Après l'intervention
L’entretien de la cicatrice conditionne le résultat. Un écran total est appliqué avant toute exposition au soleil pendant les semaines qui suivent ; des massages cicatriciels et des pommades cicatrisantes sont souvent recommandés. Les suites sont généralement simples, les complications rares : infection (très rare), œdème, tiraillements et démangeaisons, perte de sensibilité le plus souvent temporaire. Le résultat s’apprécie dans la durée — une première fois vers 6 mois, puis à 2 ans, le temps que la nouvelle cicatrice mûrisse à son tour.
06Prix & tarifs à Paris
| Intervention | Avec prise en charge | Honoraires esthétiques |
|---|---|---|
| Reprise de cicatrice | 500 € | 500 € |
Tarifs indicatifs « à partir de », honoraires du chirurgien inclus. Le devis définitif est remis lors de la consultation, après examen, en fonction de la zone traitée et de la technique retenue. Une partie de l'intervention peut faire l'objet d'une prise en charge par l'Assurance Maladie lorsque les critères médicaux sont réunis.
07Vos questions
La reprise de cicatrice est-elle remboursée par la Sécurité sociale ?+
Pas lorsqu’elle est purement esthétique. En revanche, une prise en charge partielle est possible quand la cicatrice d’origine provient d’un traumatisme ou d’un premier acte chirurgical, ou en cas de gêne fonctionnelle (bride, douleur). Il faut alors adresser une demande d’accord préalable à votre caisse : le chirurgien vous accompagne dans cette démarche.
Quel est le prix d’une reprise de cicatrice à Paris ?+
Au cabinet Rive Droite Paris Étoile, comptez à partir de 500 € (voir le tableau des tarifs ci-dessous). Le prix dépend beaucoup de l’étendue de la cicatrice et de la technique (simple excision ou plastie complexe, anesthésie locale ou générale) ; il est fixé en consultation, avec un devis.
Combien de temps faut-il attendre avant de reprendre une cicatrice ?+
En règle générale, on attend la maturation de la cicatrice : au moins un an après le traumatisme ou l’opération, et si possible la fin de la puberté. Une cicatrice jeune continue d’évoluer et peut encore s’améliorer seule.
Une cicatrice chéloïde peut-elle revenir après l’opération ?+
Oui, c’est le point clé : une chéloïde retirée par chirurgie seule récidive souvent. Son traitement associe l’exérèse à des soins complémentaires (injections de corticoïdes, compression / silicone, parfois radiothérapie à faible dose) pour limiter ce risque.
Peut-on combiner la chirurgie avec le laser ou le peeling ?+
Oui. La reprise chirurgicale peut être complétée par un laser ou un peeling pour affiner encore la cicatrice.

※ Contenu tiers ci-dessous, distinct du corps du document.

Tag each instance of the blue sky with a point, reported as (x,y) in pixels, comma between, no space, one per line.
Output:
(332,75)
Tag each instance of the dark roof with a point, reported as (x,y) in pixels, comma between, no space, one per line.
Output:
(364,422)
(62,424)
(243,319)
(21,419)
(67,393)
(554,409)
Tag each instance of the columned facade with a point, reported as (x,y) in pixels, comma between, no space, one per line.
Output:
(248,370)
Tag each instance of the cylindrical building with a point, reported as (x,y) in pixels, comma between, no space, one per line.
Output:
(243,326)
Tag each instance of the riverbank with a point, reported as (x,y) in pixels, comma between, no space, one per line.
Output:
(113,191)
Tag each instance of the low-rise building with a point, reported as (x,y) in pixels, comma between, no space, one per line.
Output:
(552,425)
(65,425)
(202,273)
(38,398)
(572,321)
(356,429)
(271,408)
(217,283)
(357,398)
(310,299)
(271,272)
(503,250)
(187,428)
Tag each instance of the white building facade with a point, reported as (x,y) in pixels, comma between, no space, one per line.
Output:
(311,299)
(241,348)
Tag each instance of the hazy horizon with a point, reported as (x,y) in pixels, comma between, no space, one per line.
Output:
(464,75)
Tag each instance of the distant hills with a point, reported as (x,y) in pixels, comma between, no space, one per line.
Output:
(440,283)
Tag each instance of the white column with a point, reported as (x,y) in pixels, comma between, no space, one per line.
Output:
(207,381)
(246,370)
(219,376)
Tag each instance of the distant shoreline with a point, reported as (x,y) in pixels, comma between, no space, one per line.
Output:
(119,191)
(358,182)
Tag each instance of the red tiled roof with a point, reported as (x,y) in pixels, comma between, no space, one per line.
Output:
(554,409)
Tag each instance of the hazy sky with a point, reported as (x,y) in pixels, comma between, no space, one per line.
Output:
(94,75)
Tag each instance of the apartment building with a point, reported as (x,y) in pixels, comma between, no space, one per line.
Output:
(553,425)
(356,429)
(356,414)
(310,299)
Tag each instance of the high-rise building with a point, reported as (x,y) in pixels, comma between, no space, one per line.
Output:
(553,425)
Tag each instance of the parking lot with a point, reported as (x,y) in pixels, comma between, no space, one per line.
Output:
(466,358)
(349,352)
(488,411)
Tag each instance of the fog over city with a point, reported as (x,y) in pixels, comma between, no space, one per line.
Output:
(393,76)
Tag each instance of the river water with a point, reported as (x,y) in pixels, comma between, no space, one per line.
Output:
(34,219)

Ces options sont discutées lors de la consultation initiale ou des consultations de suivi.
Quelles sont les complications possibles ?+
Elles sont rares : infection du site (très rare), gonflement / œdème, tiraillements et démangeaisons, et une perte de sensibilité au niveau de la cicatrice, le plus souvent temporaire.
Peut-on reprendre une cicatrice de chirurgie esthétique (mammaire, abdominoplastie, césarienne) ?+
Oui : une cicatrice d’une intervention antérieure jugée trop visible ou mal placée peut être améliorée, une fois mûre. Le chirurgien évalue ce qui est réaliste selon la zone et la qualité de la peau.